Он вышел, и Козьмин впервые и открыто как-то глянул в лицо Базанову, в самые глаза, усмехнулся:

- Так вот, Иван… так и живем. За фамильярность не сочтите, старый уж я. Собачимся, вздорим, опять кучкуемся - песья свадьба. Век заедаем народу своему… Не согласны?

- С вами? Полностью. И пока этим рабам свобода - по-другому не будет.

- Н-да… Больное, позднее потомство. Вдобавок трупным ядом Запада отравлено, безнадежно… А не выпить нам, а? По дороге тут это самое видел… бистро - не зайдем?

- Нет, не могу никак. У меня встреча еще, важная слишком.

- Ну, раз так… А статью не ждите лучше, я их знаю: заспорили если - трусость верх возьмет, за "Литгазету" в этом нынче. Эти - ладно, применительно к подлости… но мы-то вроде понимаем кое-что - а кто нас слышит? Главное, не хотят слышать - глядят на тебя пролетарскими буркалами и не слышат. А вот эсэсманов останкинских - этих всегда пожалуйста, раскрыв рот… ох, поплатимся, все! Что ж мы за глупые такие, доверчивые?.. Сам откуда?

Иван сказал.

- A-а, бывал как-то, заездом… бывал, дрянной городишко. Большой и дрянной, зависимость здесь прямая. Эта, - кивнул он за окно, - не исключение, я эту лахудру Москву успел узнать… Тошно, брат. Добаловались мы со словечками, доумничались… Что с ней делать будем, с Москвой? - сказал он вошедшему с бумагами заву.

- А с ней что-то делать надо?

- Давно. Опоганилась, испаскудилась вся - дальше некуда… Не поклонник Булгакова, никак уж нет, но это ж какая-то эпидемия алчности, театр-варьете перед ней - так себе, шалости детские невинные… ведь обезумела же! И всю Расею в растащилово затащила. Не-ет, переносить пора столицу, от стыда головушке. Моя бы воля - в Посад, в Троице-Сергиев. Не в сам, а поблизости, места там чистые… а что? Десяток корпусов низкоэтажных, приличных, тишина, сосны - чтоб думать.
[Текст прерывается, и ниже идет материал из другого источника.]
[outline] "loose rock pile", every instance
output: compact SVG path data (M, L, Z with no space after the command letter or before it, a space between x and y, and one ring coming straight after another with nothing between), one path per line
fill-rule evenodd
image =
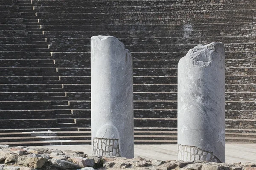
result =
M0 145L0 170L93 170L102 167L101 157L80 151Z
M88 156L83 152L0 145L0 170L93 170L128 168L154 170L256 170L251 163L227 164L203 161L147 160Z

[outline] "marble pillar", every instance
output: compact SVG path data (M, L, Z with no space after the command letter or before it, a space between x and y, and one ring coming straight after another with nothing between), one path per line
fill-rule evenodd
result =
M225 48L190 49L178 64L179 159L225 162Z
M91 38L93 155L134 156L132 58L113 36Z

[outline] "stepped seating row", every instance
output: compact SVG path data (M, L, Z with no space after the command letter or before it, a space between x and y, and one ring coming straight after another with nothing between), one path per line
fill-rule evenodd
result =
M1 60L0 68L90 68L90 60ZM135 60L133 67L137 68L175 68L178 60ZM227 60L226 67L256 67L256 60Z
M5 19L5 18L4 18ZM5 22L11 23L17 21L15 21L15 19L12 18L14 21L9 21L9 20ZM39 22L42 25L140 25L140 24L179 24L181 23L214 23L215 22L224 23L252 23L255 22L256 18L253 17L248 16L245 17L233 17L223 18L152 18L152 19L40 19ZM36 21L33 21L36 22ZM2 21L0 19L0 22Z
M0 18L0 24L22 24L23 19L19 18Z
M135 88L136 87L135 87ZM90 100L90 92L0 92L0 101L75 101ZM256 92L226 94L226 100L253 101L256 98ZM177 100L177 92L134 92L134 100L136 101Z
M133 52L187 51L197 44L127 45L126 47ZM252 43L225 44L226 51L256 51L256 44ZM90 52L90 45L0 45L1 51L41 51Z
M204 5L207 6L209 5L226 5L232 3L239 3L243 4L245 3L253 3L255 1L253 0L233 0L224 1L223 3L220 3L219 1L200 1L198 0L194 0L192 3L191 1L188 1L186 3L185 1L182 0L111 0L111 1L95 1L93 0L77 0L76 3L73 3L70 0L33 0L32 4L38 6L58 6L61 4L61 6L88 6L88 7L116 7L119 6L188 6Z
M228 84L253 84L255 82L255 76L226 76L226 83ZM12 85L19 84L50 85L56 84L58 80L59 84L69 84L70 82L74 84L90 84L90 76L0 76L0 82L3 84L12 84ZM134 84L155 84L160 82L162 84L177 84L177 76L134 76ZM2 88L3 89L3 88ZM4 91L4 92L8 92Z
M253 16L253 12L256 4L251 0L230 0L228 2L224 0L223 3L222 1L218 0L194 0L193 4L191 4L190 1L177 0L113 1L109 1L108 3L106 4L107 2L104 1L80 0L76 1L77 3L74 3L73 5L73 1L67 0L32 0L32 4L29 1L23 0L19 2L19 6L16 8L17 11L15 11L15 6L8 7L6 10L0 10L21 12L20 19L22 20L23 22L22 23L19 23L18 19L12 20L12 18L14 19L19 17L17 15L15 18L12 17L11 18L11 17L10 17L10 18L5 18L10 13L3 13L3 17L0 19L0 22L2 23L9 23L10 24L3 26L2 28L0 27L0 30L3 30L2 32L3 32L1 37L5 37L1 38L0 40L2 41L0 43L3 44L0 45L0 48L2 51L7 51L1 53L0 58L4 60L29 60L1 61L2 63L0 67L3 68L0 68L1 74L0 80L4 80L3 82L7 84L0 85L0 91L1 92L0 94L2 95L3 99L0 100L2 101L0 102L0 109L2 110L0 111L0 116L4 116L7 115L15 116L12 117L7 116L6 118L4 118L5 120L0 121L2 128L9 129L9 130L3 130L2 131L31 131L33 128L45 128L44 130L46 130L47 128L48 129L52 128L58 130L90 130L88 128L90 127L90 120L89 119L90 102L90 93L89 93L90 89L89 84L90 77L90 65L88 65L90 54L89 52L90 49L86 48L89 46L86 45L90 44L89 38L90 36L89 35L102 33L104 34L113 34L116 36L120 35L120 36L116 37L122 38L134 38L137 36L144 39L123 38L121 40L125 45L127 45L127 48L133 52L133 56L135 60L134 62L134 65L138 68L142 68L134 69L134 82L140 84L135 84L134 86L135 100L134 125L137 127L144 128L141 128L140 130L153 129L152 128L150 128L153 127L155 127L153 128L154 130L163 130L164 132L162 133L162 136L157 137L152 133L140 134L141 135L140 136L135 136L136 142L144 142L145 144L147 140L149 142L155 144L157 142L177 142L175 141L177 134L174 133L171 134L174 135L170 135L169 133L168 134L169 136L164 136L167 130L177 130L177 69L174 68L177 68L178 60L186 55L189 48L197 44L208 43L207 41L210 41L214 38L216 38L215 39L216 41L220 40L223 40L224 42L227 41L227 44L236 43L228 44L227 46L227 65L230 67L227 70L227 82L229 83L227 85L226 88L227 100L229 100L226 102L226 118L229 119L226 120L228 125L227 128L232 132L250 132L248 130L244 130L244 129L255 128L253 120L256 114L254 111L255 105L254 99L256 93L254 91L256 87L253 82L256 77L253 73L255 72L256 47L253 42L255 31L253 23L255 19L252 16ZM209 5L207 4L207 3L212 3L214 5L210 4L210 5ZM115 4L114 4L114 3ZM66 3L66 5L64 3ZM134 5L142 6L143 4L150 6L128 6ZM172 6L169 5L172 4L175 5ZM198 5L196 6L195 4ZM202 5L200 6L200 4ZM77 7L67 7L65 6L66 5L67 6L76 6ZM43 6L45 5L50 6ZM91 7L90 6L91 6ZM1 8L3 7L0 6L0 8ZM34 8L35 10L33 11ZM238 8L240 9L238 11L237 10ZM55 10L50 11L53 9ZM72 9L73 10L73 11L70 11ZM172 10L170 11L170 9ZM221 11L212 11L216 9ZM82 12L86 11L87 13L90 13L91 11L94 14L83 14L81 15L78 15L77 14L67 14L68 11L79 12L81 11L81 10L83 10ZM59 12L63 13L62 14L51 13L53 11L59 12ZM61 10L61 12L60 10ZM110 10L112 13L97 13L97 12L104 11L108 13ZM194 11L192 11L192 10ZM233 14L236 10L236 13L239 14ZM123 13L125 11L127 12ZM168 13L166 11L172 12ZM46 11L46 13L41 12L42 11ZM120 13L114 14L116 11L119 11ZM128 13L129 11L134 12ZM140 13L138 12L139 11ZM146 11L148 13L144 12ZM155 12L159 11L160 12ZM39 12L36 14L36 16L35 12ZM138 14L135 14L135 13ZM139 14L140 16L137 15ZM215 18L217 16L218 18ZM82 18L90 19L79 19L82 16ZM144 19L159 17L166 18ZM73 20L67 20L70 17ZM108 17L111 19L106 19ZM122 17L128 18L119 19ZM133 17L139 18L129 19ZM169 17L170 18L168 18ZM172 18L173 17L175 18ZM179 18L180 17L184 18ZM189 18L190 17L195 18ZM209 18L205 18L206 17ZM113 19L115 18L119 19ZM8 20L9 19L9 21ZM40 23L38 23L38 19L39 19ZM17 24L15 26L15 24L11 24L12 23ZM177 23L179 24L173 25ZM26 28L17 26L23 24L26 25ZM133 24L136 25L130 25ZM142 25L145 24L150 25ZM152 25L152 24L159 25ZM169 25L169 24L173 25ZM64 27L63 26L64 25L65 25ZM9 30L15 29L16 31L8 31L6 28ZM220 31L222 30L229 31ZM18 31L19 30L19 31ZM87 32L74 31L72 33L72 31L58 31L64 30L84 30ZM92 33L89 33L91 31L97 30L108 30L109 32L94 31ZM111 30L112 32L110 31ZM132 30L134 31L131 33L123 31L125 30L129 31ZM137 31L138 30L141 31L140 32ZM178 31L176 30L183 31L178 34ZM42 32L42 31L43 32ZM118 33L114 33L114 31L123 31L118 34ZM216 34L210 34L209 33L212 32ZM230 33L232 32L233 33ZM19 35L17 36L15 34L16 33ZM169 36L166 36L166 35ZM17 43L19 39L21 39L15 40L7 37L10 36L38 39L31 38L30 41L23 39L22 41L23 43L21 44ZM217 38L223 36L236 36L236 37L230 37L230 39L233 39L233 42L230 42L228 41L227 37L223 39ZM243 37L237 37L239 36ZM194 37L188 38L192 36ZM198 38L197 37L208 37L209 36L214 37L204 39L204 37ZM156 37L176 37L176 40L170 39L170 41L168 42L165 39L154 40L145 38L145 37L155 38ZM49 38L74 37L87 39ZM180 37L183 38L181 39ZM180 38L177 40L177 38ZM185 40L185 39L188 40ZM179 45L179 43L184 45ZM188 45L189 43L191 44ZM178 45L163 45L169 44ZM49 46L47 45L48 44L49 44ZM64 45L67 44L68 45ZM148 44L154 45L145 45ZM186 48L185 44L189 47ZM141 47L143 47L142 50ZM13 51L15 50L23 51ZM236 51L231 51L230 50ZM73 52L73 51L77 52ZM174 52L175 51L175 52ZM174 60L165 61L164 62L163 61L159 60L170 59ZM36 60L30 60L31 59ZM74 60L79 59L83 60ZM236 60L229 60L230 59ZM54 61L54 60L56 60ZM138 61L136 60L152 60ZM245 62L247 63L244 65ZM22 67L23 65L26 66ZM160 65L168 68L165 69L156 68L160 67ZM8 68L10 66L20 68ZM83 68L76 68L79 67ZM60 67L62 68L59 68ZM161 77L161 76L164 76ZM79 80L80 79L81 80L79 82ZM30 80L33 81L30 82L31 84L26 84L28 81ZM70 84L70 82L72 83ZM76 82L77 84L74 84ZM146 83L151 84L143 84ZM11 84L8 84L9 83ZM34 91L38 92L35 93L33 93ZM16 92L13 93L14 92ZM27 93L28 92L30 93ZM244 93L248 92L250 93ZM34 96L33 99L31 98L32 96ZM30 99L31 101L27 101ZM15 101L14 101L14 99ZM166 100L163 101L165 99ZM33 121L33 123L32 123ZM44 125L42 122L44 122ZM157 129L157 127L159 128ZM168 127L169 128L163 127ZM27 128L28 129L17 130L14 130L14 128ZM231 130L231 128L233 129ZM234 128L240 129L235 130L233 129ZM45 144L46 143L41 141L45 139L44 138L40 139L35 137L35 139L32 139L32 138L29 136L24 136L24 138L17 140L16 135L18 136L19 134L14 135L14 138L9 139L9 140L6 139L0 140L0 143L5 141L13 142L12 144L17 144L19 142L21 142L17 141L22 140L26 142L27 144L31 144L33 141L37 143L37 145L38 143L40 144L43 143ZM60 135L61 135L61 137L50 137L49 139L71 139L76 140L75 142L72 142L72 143L76 144L81 141L89 142L88 144L90 142L90 134L89 133L85 134L85 136L83 137L78 137L76 135L73 135L73 137L67 136L68 135L65 136L64 134ZM231 136L234 136L233 134L233 135ZM253 137L254 136L250 137ZM242 136L242 137L244 136ZM230 141L238 140L237 138L234 139L230 136L227 136L227 139ZM152 141L152 139L154 141ZM158 140L157 142L156 142L155 139ZM244 139L243 141L246 140L245 139ZM254 141L250 139L246 140L247 140L247 141ZM16 142L16 144L14 144L13 142ZM52 143L49 142L47 143ZM55 144L56 143L55 143ZM20 143L19 144L20 145Z
M59 26L54 26L56 30L60 28ZM29 31L23 31L24 27L22 25L20 27L20 30L0 30L2 37L28 37ZM61 28L62 29L62 28ZM47 38L81 38L90 37L96 35L104 34L106 35L114 35L118 37L127 38L154 38L154 37L177 37L179 36L183 37L207 37L214 36L247 36L255 37L256 31L253 29L246 29L243 28L237 28L236 30L232 32L227 32L224 30L207 30L193 31L193 30L186 30L183 28L180 31L120 31L119 32L108 31L44 31L43 32L44 36ZM69 28L69 30L70 30ZM41 34L36 32L36 34ZM113 36L114 36L113 35ZM38 34L30 35L32 38L40 37Z
M100 13L81 13L37 12L37 16L40 18L47 19L145 19L145 18L208 18L225 17L227 15L234 15L237 17L247 17L255 12L254 9L199 11L177 11L172 12L129 12L106 13L102 15Z
M256 68L226 68L226 76L256 75ZM173 76L177 68L134 68L134 76ZM0 68L0 76L90 76L88 68Z
M47 2L50 0L32 0L33 3L35 2ZM54 1L58 1L61 3L67 3L68 2L71 2L73 0L54 0ZM95 2L93 0L78 0L77 1L79 2L87 2L88 3L95 3ZM222 2L223 1L223 2ZM158 3L157 4L160 5L161 5L161 3L166 3L165 2L172 2L175 4L180 4L180 5L186 5L191 4L191 0L108 0L107 2L104 1L96 1L97 3L99 4L105 4L104 6L107 6L108 5L113 6L116 4L118 4L119 3L121 4L122 4L123 3L139 3L138 5L140 6L143 6L144 3L146 2L151 2L152 3ZM108 2L109 3L108 3ZM193 3L198 4L198 5L209 5L209 4L215 4L219 3L224 3L224 4L228 4L228 3L253 3L255 2L254 0L206 0L202 1L201 0L193 0Z
M52 88L55 87L55 88ZM63 87L63 88L62 88ZM48 88L47 88L48 87ZM255 84L227 84L227 92L253 92L256 89ZM89 92L90 91L90 84L46 84L41 85L0 85L0 89L3 92ZM135 84L134 91L137 92L175 92L177 91L177 84Z
M0 120L2 128L9 128L10 126L15 125L16 128L65 128L61 127L59 121L64 121L65 119L32 119L16 120ZM90 128L91 126L90 119L76 119L75 123L71 124L69 128ZM176 118L134 118L135 127L149 127L154 125L155 128L173 128L177 126ZM226 119L226 127L229 128L255 129L255 120L253 119Z
M2 110L1 119L90 119L91 110ZM134 109L134 118L176 118L175 109ZM253 110L229 110L225 113L226 119L255 119L256 112Z
M119 13L123 12L125 11L126 12L156 12L163 11L201 11L203 10L210 10L210 11L218 11L218 10L234 10L236 9L246 9L247 10L255 9L256 3L236 3L230 4L214 4L214 5L166 5L165 6L151 6L150 4L145 4L145 6L88 6L85 4L83 4L81 3L79 4L78 3L74 3L73 5L69 5L67 4L67 6L64 6L62 3L61 5L59 2L56 2L54 1L48 1L50 2L52 4L44 5L44 3L43 3L41 5L44 6L39 6L36 3L33 3L35 6L35 10L38 12L52 12L54 11L57 13L67 12L67 13L105 13L111 11L111 13ZM96 1L95 1L96 2ZM56 3L57 4L54 4ZM160 8L161 7L161 8Z
M121 33L120 33L121 34ZM124 33L123 33L124 34ZM111 34L110 33L110 34ZM168 45L173 43L194 44L207 44L210 42L221 42L228 44L235 42L237 43L247 43L253 42L255 37L253 36L230 37L169 37L169 38L119 38L116 37L125 45L140 44ZM231 38L232 38L232 39ZM50 45L90 45L90 39L88 38L28 38L28 37L0 37L0 44L35 44L35 41L40 42L42 44L44 41L45 44Z
M85 128L80 128L79 129L84 129ZM59 129L54 128L54 129L59 130ZM146 131L145 130L136 130L137 129L134 129L135 144L177 144L177 132L175 131L163 130ZM162 129L157 130L160 129ZM163 129L164 130L165 129L163 128ZM142 130L143 130L143 129L142 129ZM91 140L90 140L91 137L90 131L76 132L76 133L74 133L76 136L73 137L71 136L73 132L45 132L45 133L44 133L44 132L35 132L36 133L33 132L26 133L11 133L10 134L9 136L12 137L6 137L5 139L3 139L1 141L1 142L0 142L0 144L8 144L11 146L18 145L43 146L50 144L90 144ZM34 136L35 134L39 135L39 136L35 137ZM51 136L51 134L54 135L54 136ZM4 136L5 135L1 134L0 135L1 136ZM21 137L21 139L22 140L24 139L26 142L16 142L19 138L17 137L12 137L15 135L25 136ZM230 142L237 142L241 141L253 142L255 141L255 135L253 134L226 133L226 140L227 142L228 142L229 143ZM36 141L33 141L33 138L35 138L35 140ZM61 142L59 142L61 139L71 139L72 140L62 140ZM153 139L153 141L152 139ZM52 141L52 140L56 140L56 141L53 143L52 141Z
M44 31L80 31L85 32L94 32L94 31L102 31L107 33L108 32L114 31L161 31L168 32L168 31L174 31L177 32L178 30L186 30L188 31L193 30L218 30L221 29L223 31L227 28L235 31L236 28L253 29L255 26L253 23L212 23L200 24L190 23L189 24L170 25L105 25L102 28L101 26L92 26L89 25L67 25L64 27L61 25L54 24L52 25L42 25L42 28ZM61 28L62 27L62 28ZM84 28L86 29L85 29ZM107 31L106 30L108 30ZM230 34L230 33L229 33ZM118 36L120 37L120 36ZM87 37L89 38L89 37Z
M134 60L179 60L185 56L186 51L131 52ZM0 53L0 59L14 60L90 60L90 53L84 52L52 52L48 53L24 51L3 51ZM152 56L154 56L152 57ZM256 57L256 51L226 51L226 59L253 59Z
А то забыли, когда в последний раз думали. Без обормота этого, само собой, без всей кодлы его сионской, охловодов. - И вздохнул. - Туда бы, под руку Сергия…

- Ну, в чем дело: выпьешь вот, погодя немного и перенесешь.

- Не злись. Толку-то на правду злиться… Лучше пошарь у себя, всамделе, насчет полосканья, не совсем же обеднели небось. Презентация вчера была одна… одного ночного горшка; нюхали коллегиально… - Но распространяться далее о том не стал. - Поработать бы пора, вот что…

- С повестью поздравляю - читал, дельная. Мог бы и у нас с нею. Книжка когда?

- Да вот-вот должна, занесу. Вот она-то и держит, как на привязи, я и… - Он закашлялся, но справился, рыком прочистил горло. - Я и болтаюсь тут. Спонсоры эти, м-мать их!.. А то бы давно уж в деревне сидел мараковал.